Com apoio de carro de som, a concentração dos servidores se iniciou por volta das 8h, em frente ao Palácio Paiaguás. Em seguida, os educadores seguiram em passeata com faixas e cartazes em direção a Casa do Leis.
De acordo com o presidente do Sindicato dos Trabalhadores no Ensino Público de Mato Grosso (Sintep/MT), Valdenir Pereira, os servidores se mobilizam para evitar o “desmonte do ensino público no Estado” e para garantir os direitos dos servidores.
“A Educação não é mercadoria e não podemos permitir que ela seja tratada como tal. Vamos resistir para impedir que o ensino público seja o produto que vai servir aos interesses empresariais do governador Mauro Mendes. O dinheiro da Educação deve ser investido em educação, e o seu maior ativo, são os trabalhadores, por isso, estamos nos mobilizando e vamos resistir”, disse o sindicalista.
Ainda conforme o Sintep, o ato também abrange a paralisação das atividades em repúdio ao decreto do governo que prevê a extinção da oferta de vagas para o ensino fundamental na rede estadual até 2027 (começando a redução de vagas já no ano que vem).
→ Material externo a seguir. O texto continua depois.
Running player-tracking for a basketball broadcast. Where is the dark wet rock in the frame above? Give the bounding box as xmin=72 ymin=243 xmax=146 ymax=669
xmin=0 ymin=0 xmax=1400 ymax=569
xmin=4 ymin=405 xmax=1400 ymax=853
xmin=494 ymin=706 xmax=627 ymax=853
Isso porque, recentemente a Secretaria de Estado de Educação (Seduc) anunciou que faria o trabalho de reorganização de algumas unidades estaduais. Na ocasião, o secretário de educação, Alan Porto, negou o fechamento de 300 unidades e esclareceu que as mudanças são no reordenamento de escolas com estrutura precárias.
No entanto, o sindicato afirma que a ação deve sobrecarregar os municípios e colocar em risco a carreira dos trabalhadores que atuam nas séries iniciais. “Quanto a isso, o governo não apresentou nenhum tipo de satisfação sobre o que irá acontecer com esses educadores. Além do mais, é de conhecimento do executivo que as prefeituras não têm condições orçamentárias para receber essa demanda de estudantes, o que deve precarizar ainda mais a educação em Mato Grosso”, alertou Valdeir.
Os trabalhadores da Educação devem continuar nas imediações do legislativo até o fim da sessão ordinária marcada para esta segunda, onde os parlamentares devem votar o PLC 36/2020, que visa alterar a lei que confisca 14% do valor da remuneração de aposentados e pensionistas que recebem acima de R$ 3 mil.